Beating my head against the threaded runtime some more. I can reproduce
one of the hangs consistently by running 1000 git annex add commands
in a loop. It hangs around 1% of the time, reading from git cat-file
.
Interestingly, git cat-file
is not yet running at this point --
git-annex has forked a child process, but the child has not yet exec'd it.
Stracing the child git-annex, I see it stuck in a futex. Adding tracing,
I see the child never manages to run any code at all.
This really looks like the problem is once again in MissingH, which uses
forkProcess
. Which happens to come with a big warning about being very
unsafe, in very subtle ways. Looking at the C code that the newer process
library uses when sparning a pipe to a process, it messes around with lots of
things; blocking signals, stopping a timer, etc. Hundreds of lines of C
code to safely start a child process, all doing things that MissingH omits.
That's the second time I've seemingly isolated a hang in the GHC threaded runtime to MissingH.
And so I've started converting git-annex to use the new process
library,
for running all its external commands. John Goerzen had mentioned process
to me once before when I found a nasty bug in MissingH, as the cool new
thing that would probably eliminate the System.Cmd.Utils
part of MissingH,
but I'd not otherwise heard much about it. (It also seems to have the
benefit of supporting Windows.)
This is a big change and it's early days, but each time I see a hang, I'm
converting the code to use process
, and so far the hangs have just gone
away when I do that.
Hours later... I've converted all of git-annex to use process
.
In the er, process, the --debug
switch stopped printing all the commands
it runs. I may try to restore that later.
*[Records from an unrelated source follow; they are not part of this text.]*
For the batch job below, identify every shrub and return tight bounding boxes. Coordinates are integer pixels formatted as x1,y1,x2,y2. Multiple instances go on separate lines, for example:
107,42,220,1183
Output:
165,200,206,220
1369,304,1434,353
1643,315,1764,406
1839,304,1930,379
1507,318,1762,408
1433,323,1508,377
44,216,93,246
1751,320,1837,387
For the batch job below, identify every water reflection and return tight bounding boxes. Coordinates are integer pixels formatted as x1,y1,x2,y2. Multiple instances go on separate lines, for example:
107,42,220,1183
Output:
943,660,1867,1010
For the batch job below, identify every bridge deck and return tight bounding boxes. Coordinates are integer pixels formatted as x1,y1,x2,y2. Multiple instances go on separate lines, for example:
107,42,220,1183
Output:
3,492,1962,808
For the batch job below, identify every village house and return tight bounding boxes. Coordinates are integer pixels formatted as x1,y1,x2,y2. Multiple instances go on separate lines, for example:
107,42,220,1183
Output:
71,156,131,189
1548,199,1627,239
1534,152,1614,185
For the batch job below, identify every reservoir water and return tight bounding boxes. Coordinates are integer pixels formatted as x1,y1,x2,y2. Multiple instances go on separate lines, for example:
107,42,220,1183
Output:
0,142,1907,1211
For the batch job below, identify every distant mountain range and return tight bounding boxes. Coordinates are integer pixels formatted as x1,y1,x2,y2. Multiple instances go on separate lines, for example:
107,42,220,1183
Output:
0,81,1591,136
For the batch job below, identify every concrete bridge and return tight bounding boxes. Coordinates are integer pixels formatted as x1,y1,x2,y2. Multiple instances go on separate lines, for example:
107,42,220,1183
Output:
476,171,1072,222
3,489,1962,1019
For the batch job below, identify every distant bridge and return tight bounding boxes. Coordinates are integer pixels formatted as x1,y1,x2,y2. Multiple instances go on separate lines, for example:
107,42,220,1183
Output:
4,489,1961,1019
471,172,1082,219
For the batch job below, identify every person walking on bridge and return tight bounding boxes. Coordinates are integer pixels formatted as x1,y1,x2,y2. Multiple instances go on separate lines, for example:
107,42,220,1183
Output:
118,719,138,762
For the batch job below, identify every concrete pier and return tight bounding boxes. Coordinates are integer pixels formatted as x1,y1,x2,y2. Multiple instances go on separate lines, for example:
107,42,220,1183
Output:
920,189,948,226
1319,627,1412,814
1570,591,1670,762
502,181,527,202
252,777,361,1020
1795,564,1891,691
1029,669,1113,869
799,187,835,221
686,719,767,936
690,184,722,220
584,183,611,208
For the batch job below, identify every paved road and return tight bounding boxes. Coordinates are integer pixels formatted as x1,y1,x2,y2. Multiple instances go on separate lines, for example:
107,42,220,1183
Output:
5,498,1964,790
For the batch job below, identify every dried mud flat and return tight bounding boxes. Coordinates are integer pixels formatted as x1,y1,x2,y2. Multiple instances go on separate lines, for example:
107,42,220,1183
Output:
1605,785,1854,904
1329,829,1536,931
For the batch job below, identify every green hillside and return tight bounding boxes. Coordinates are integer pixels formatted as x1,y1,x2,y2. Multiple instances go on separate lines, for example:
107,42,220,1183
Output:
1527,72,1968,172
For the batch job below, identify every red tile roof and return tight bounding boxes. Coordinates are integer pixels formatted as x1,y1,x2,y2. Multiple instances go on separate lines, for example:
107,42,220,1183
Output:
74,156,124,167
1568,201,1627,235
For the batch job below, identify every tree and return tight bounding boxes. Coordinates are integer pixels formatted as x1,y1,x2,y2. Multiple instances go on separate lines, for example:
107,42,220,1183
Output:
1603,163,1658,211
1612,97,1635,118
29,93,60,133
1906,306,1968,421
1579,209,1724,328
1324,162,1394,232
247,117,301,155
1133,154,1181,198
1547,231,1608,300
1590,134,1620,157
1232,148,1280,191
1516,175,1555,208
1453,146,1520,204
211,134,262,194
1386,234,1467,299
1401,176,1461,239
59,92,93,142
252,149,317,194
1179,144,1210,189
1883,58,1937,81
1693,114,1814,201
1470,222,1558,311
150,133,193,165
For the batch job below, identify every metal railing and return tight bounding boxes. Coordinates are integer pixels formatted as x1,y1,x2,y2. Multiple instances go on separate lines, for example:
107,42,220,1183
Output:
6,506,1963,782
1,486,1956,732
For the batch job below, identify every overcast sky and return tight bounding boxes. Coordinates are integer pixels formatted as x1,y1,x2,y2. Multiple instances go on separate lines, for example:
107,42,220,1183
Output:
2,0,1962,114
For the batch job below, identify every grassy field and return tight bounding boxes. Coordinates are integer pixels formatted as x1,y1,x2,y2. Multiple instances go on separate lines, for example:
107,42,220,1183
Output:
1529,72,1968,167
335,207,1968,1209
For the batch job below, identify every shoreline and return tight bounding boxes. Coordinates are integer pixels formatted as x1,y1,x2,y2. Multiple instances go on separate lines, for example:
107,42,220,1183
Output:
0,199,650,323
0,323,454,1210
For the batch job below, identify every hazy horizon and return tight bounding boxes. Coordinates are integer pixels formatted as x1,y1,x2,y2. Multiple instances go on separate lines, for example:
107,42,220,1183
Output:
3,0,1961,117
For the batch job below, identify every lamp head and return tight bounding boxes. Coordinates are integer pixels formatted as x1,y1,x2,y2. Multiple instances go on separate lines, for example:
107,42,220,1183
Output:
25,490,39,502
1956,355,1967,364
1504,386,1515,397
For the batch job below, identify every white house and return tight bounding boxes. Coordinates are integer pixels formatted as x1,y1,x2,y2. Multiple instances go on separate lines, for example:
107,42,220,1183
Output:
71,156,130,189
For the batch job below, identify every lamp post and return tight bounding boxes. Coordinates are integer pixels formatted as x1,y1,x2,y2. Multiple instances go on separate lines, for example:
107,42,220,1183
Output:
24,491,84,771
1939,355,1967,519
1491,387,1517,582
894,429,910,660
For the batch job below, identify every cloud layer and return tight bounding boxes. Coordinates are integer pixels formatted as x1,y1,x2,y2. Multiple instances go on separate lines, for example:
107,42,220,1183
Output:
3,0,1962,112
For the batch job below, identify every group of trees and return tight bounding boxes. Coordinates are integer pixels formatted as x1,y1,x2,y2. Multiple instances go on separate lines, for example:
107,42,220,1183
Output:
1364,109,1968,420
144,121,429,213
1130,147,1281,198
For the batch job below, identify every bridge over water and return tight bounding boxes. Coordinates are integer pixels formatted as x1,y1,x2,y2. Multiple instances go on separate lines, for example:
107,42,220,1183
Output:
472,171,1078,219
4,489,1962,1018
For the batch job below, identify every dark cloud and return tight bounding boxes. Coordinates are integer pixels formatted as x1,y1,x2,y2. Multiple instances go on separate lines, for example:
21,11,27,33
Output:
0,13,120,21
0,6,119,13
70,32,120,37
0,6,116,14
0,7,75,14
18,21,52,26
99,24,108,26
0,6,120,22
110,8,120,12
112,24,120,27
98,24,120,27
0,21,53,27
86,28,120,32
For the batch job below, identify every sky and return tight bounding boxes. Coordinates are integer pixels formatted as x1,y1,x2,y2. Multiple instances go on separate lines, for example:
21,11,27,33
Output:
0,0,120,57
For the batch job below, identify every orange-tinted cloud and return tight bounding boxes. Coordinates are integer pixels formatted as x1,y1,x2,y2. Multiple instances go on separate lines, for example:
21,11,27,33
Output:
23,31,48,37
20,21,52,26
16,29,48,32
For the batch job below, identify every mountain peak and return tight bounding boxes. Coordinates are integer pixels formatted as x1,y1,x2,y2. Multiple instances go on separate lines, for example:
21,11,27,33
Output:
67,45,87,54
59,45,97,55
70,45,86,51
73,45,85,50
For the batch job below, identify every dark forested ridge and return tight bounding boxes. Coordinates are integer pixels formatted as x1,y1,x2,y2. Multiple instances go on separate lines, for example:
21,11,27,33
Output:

I've not tested everything, but the test suite passes, even when using the threaded runtime. MILESTONE
Looking forward to getting out of these weeds and back to useful work..
Hours later yet.... The assistant
branch in git now uses the threaded
runtime. It works beautifully, using proper threads to run file transfers
in.
That should fix the problem I was seeing on OSX yesterday. Too tired to test it now.
--
Amazingly, all the assistant's own dozen or so threads and thread synch variables etc all work great under the threaded runtime. I had assumed I'd see yet more concurrency problems there when switching to it, but it all looks good. (Or whatever problems there are are subtle ones?)
I'm very relieved. The threaded logjam is broken! I had been getting increasingly worried that not having the threaded runtime available would make it very difficult to make the assistant perform really well, and cause problems with the webapp, perhaps preventing me from using Yesod.
Now it looks like smooth sailing ahead. Still some hard problems, but it feels like with inotify and kqueue and the threaded runtime all dealt with, the really hard infrastructure-level problems are behind me.